A major road safety initiative has been launched in memory of a Guy’s and St Thomas’s doctor who was killed by a careless driver who failed to clear his windscreen.
Jasjot Singhota, 30, died in a collision on Thurlow Park Road, Tulse Hill, in January 2017 while walking over a zebra crossing.
The driver of the black Ford Fiesta, Alexander Fitzgerald, had been driving a car he did not own and was not insured to drive – and also had not cleared the windscreen of frost before setting off.
The university student, from Essex, was jailed in January last year.
Now Ms Singhota’s sister, Neha Santasalo, has teamed up with the Met to encourage motorists to be safe while driving in winter to prevent another tragedy in a campaign called ‘ReadyfortheRoad.’
“I think about my sister every day, she was an incredible person. As a fully trained doctor she dedicated her life to helping people,” she said.
“She had big plans to work around the world on various projects to help those in need where she could.
“All that was taken from her and us when a driver set off without clearing the frost from his windscreen.
“It breaks my heart to know that there will be so many things that we will now never have the opportunity to do together; from the small things we take for granted such as meeting and catching up over a cup of tea, to the bigger life events including not being able to see her get married, travel the world or for our children to play together.
“It was her selfless nature demonstrated through organ donation that led her to save the lives of five other people and for that I am immensely proud of her.”
Ms Santasalo urged drivers to take time to clear their mirrors and screens before starting their journey, saying that simple steps such as using a de-icer and a scraper could save lives.

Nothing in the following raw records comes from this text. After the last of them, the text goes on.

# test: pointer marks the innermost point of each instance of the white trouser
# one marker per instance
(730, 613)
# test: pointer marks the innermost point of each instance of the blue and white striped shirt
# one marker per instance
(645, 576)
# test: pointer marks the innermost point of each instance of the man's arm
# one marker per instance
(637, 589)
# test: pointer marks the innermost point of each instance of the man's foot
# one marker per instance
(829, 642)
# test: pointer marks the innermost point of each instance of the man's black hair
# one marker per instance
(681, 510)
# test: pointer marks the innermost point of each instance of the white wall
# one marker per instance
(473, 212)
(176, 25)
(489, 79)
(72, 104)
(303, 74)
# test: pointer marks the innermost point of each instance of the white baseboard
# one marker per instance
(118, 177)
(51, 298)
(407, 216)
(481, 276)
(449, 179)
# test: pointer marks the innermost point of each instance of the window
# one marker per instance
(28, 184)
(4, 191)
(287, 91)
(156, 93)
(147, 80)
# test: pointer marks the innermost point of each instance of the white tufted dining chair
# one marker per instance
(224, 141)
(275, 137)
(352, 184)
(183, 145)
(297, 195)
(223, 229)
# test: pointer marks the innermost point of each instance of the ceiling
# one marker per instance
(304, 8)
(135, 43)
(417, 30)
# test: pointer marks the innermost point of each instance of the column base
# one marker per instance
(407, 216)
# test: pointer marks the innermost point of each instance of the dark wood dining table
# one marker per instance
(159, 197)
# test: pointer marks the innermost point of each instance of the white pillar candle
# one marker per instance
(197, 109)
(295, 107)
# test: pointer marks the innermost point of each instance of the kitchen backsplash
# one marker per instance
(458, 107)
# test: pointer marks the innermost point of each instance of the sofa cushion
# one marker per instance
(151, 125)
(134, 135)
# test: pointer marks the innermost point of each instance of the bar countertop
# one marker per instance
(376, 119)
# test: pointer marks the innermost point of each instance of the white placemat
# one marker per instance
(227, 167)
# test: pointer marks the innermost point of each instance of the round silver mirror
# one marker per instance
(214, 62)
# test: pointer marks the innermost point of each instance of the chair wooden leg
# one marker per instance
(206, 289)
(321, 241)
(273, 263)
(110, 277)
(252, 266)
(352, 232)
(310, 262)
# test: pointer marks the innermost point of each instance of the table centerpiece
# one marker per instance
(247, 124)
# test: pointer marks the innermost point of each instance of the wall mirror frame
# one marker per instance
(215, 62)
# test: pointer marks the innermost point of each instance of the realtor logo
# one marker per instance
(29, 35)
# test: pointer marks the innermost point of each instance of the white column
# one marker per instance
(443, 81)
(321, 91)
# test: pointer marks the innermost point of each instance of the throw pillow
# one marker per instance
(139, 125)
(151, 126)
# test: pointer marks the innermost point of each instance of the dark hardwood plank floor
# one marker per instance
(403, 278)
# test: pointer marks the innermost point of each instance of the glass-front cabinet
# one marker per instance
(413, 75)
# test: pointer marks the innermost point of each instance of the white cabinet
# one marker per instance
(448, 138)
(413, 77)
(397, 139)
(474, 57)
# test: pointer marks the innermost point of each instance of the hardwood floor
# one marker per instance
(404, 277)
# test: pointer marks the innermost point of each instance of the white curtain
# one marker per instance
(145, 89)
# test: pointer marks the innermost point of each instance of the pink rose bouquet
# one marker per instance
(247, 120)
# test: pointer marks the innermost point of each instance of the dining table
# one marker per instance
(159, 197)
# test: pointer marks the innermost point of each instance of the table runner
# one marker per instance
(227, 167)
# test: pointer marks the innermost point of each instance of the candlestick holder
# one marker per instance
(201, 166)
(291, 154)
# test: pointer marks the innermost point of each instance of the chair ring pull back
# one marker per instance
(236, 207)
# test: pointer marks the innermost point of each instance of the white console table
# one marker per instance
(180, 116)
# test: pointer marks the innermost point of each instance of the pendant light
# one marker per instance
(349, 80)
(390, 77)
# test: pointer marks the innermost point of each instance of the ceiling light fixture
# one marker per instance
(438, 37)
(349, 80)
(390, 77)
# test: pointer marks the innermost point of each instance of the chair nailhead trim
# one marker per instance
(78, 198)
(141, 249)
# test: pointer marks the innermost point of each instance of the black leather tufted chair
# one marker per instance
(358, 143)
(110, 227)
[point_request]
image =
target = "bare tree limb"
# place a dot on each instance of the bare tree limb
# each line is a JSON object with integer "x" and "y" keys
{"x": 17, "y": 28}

“My sister’s death was entirely unnecessary and if I can help save one life or prevent serious injuries on the road through this message, then I will be proud to have that as part of her legacy and life-long commitment to helping people, and to prevent another family from having to go through what ours did,” she added.
Fitzgerald “has to live the rest of his life knowing that his actions led to the death of a gifted doctor who had her whole life ahead of her,” said the Met’s Detective Superintendent Andy Cox.
“The collision was entirely avoidable if only some time had been taken to prepare the car for the trip ahead.”
In 2018, 112 people were killed and a further 3,954 suffered serious injuries on London’s roads.